Ist uns der Urlaub einfach zu viel?
Jetzt kommt's: Im Urlaub werden wir sogar öfter krank! Eine Studie unter der Leitung von Professorin und Tourismusforscherin Claudia Möller hat herausgefunden, dass jeder fünfte der Befragten angab, vorrangig in der freien Zeit zu erkranken. Dieses Phänomen nennt man auch "Leisure Sickness". Das könnte daran liegen, dass wir uns im Alltagsstress gar nicht der Beschwerden bewusst sind und Stresshormone diese unterdrücken. In jedem Fall macht uns das wieder anfälliger für schlechte Stimmung, angespannte Nerven und einen sehr kurzen Geduldsfaden.
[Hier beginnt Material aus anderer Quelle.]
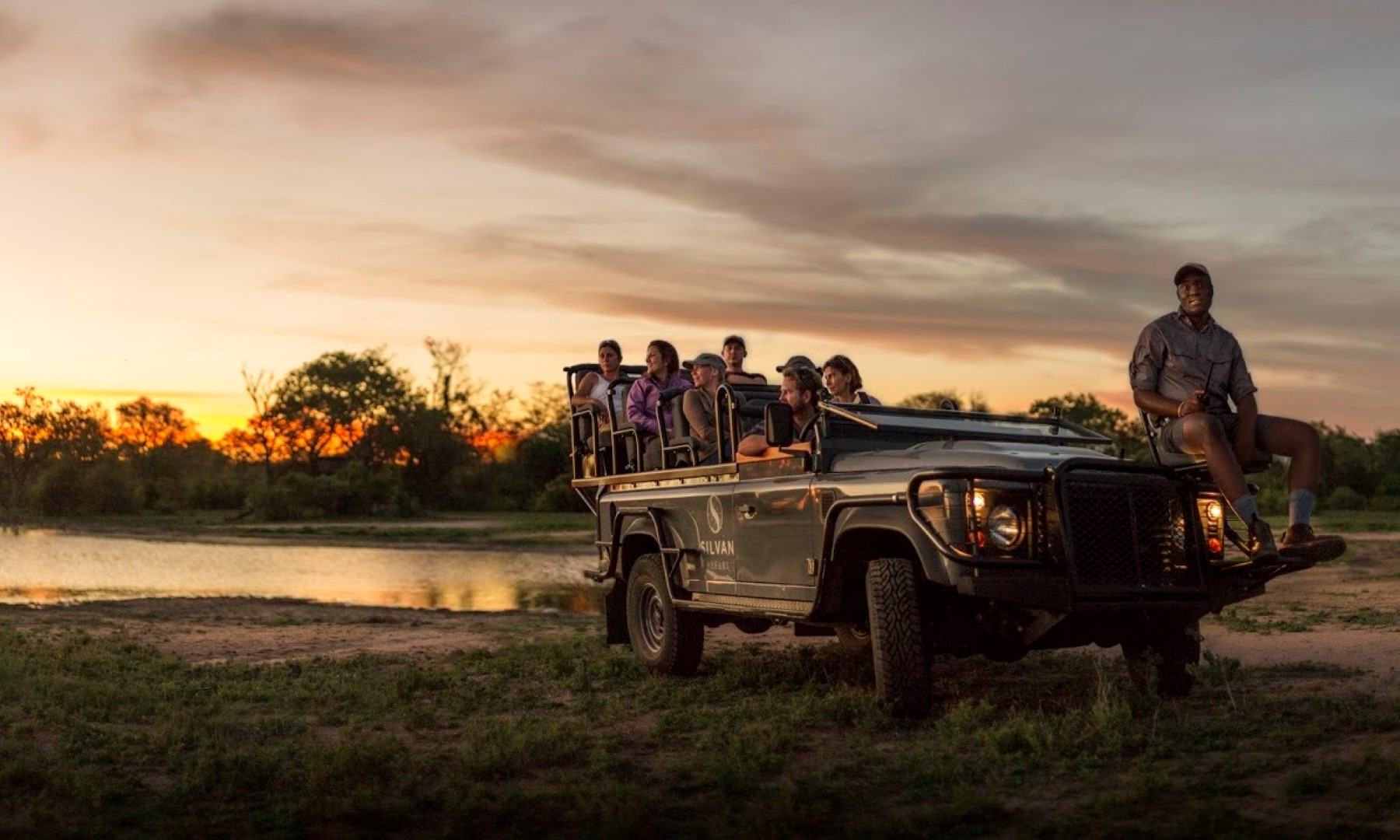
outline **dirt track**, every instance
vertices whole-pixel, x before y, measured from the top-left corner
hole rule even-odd
[[[1205,647],[1245,665],[1323,662],[1365,672],[1361,683],[1400,693],[1400,543],[1351,538],[1350,556],[1270,584],[1268,595],[1203,624]],[[183,659],[274,662],[356,654],[433,655],[539,634],[595,633],[596,616],[452,613],[259,599],[151,599],[31,609],[0,620],[45,630],[123,633]],[[1249,631],[1242,624],[1253,623]],[[833,644],[784,629],[708,633],[711,644]]]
Kein Wunder also, dass wir uns im Urlaub streiten.
Wenn man dann doch noch gut dort angekommen ist, gibt es so viel zu erkunden. So viel neues zu erleben. Das kann schonmal überfordernd sein. Reizüberflutung kann natürlich auch eine Ursache für Stress sein. Das heißt, auch wenn man sich eigentlich entspannen sollte, ist man unter Umständen angespannt durch die vielen neuen Situationen und Reize.
Gleichzeitig kann man auch zu viel vom Partner haben. Gerade Eltern fällt es im Alltag schwer, zwischen allen Herausforderungen ausreichend über ihre Beziehung zu kommunizieren. Wenn man dann plötzlich viel mehr Zeit hat, um aufeinander zu hocken und sich miteinander zu beschäftigen, kann eine solche Umstellung schwerfallen. Das hängt auch von der Stabilität der Beziehung ab. Manche Partner – ob bewusst oder unterbewusst – üben dann mehr oder weniger konstruktive Kritik und sabotieren so den Urlaub und infolgedessen die Beziehung.
Was können wir dagegen tun?
Wichtig ist es, Erwartungen gleich vorweg zu kommunizieren. Ihr solltet nicht davon ausgehen, dass euer Partner genau das Gleiche im Urlaub tun möchte wie ihr. Wenn man die Fronten dann geklärt hat, ist es auch wichtig, Kompromisse einzugehen. So kommt jeder im Urlaub auf seine Kosten.
Es kann auch hilfreich sein, vorher schon Tickets für alles zu buchen, was man sich ansehen möchte, und sei es eine noch so kleine Seilbahn, für die man die Tickets normalerweise vor Ort kaufen würde. Nicht, dass ihr nicht auch spontan sein solltet, aber wenn ihr bereits wisst, dass unerwartete Schwierigkeiten im Urlaub zu einem Streit führen können, dann versucht, sie zu vermeiden.
Sollte es doch einmal zur Auseinandersetzung kommen, muss ihr euch selbst daran erinnern, dass ihr im Urlaub seid, um euch zu entspannen. Kleine Dinge können manchmal größer erscheinen, als sie sind und ihr müsst euch nicht an ihnen aufhängen. Falls das aber in der Situation nahezu unmöglich erscheint, dann tretet einfach einen Schritt zurück, distanziert und entspannt euch kurz. Wenn man sich gesammelt hat, steht meist dem perfekten Urlaub nichts mehr im Wege.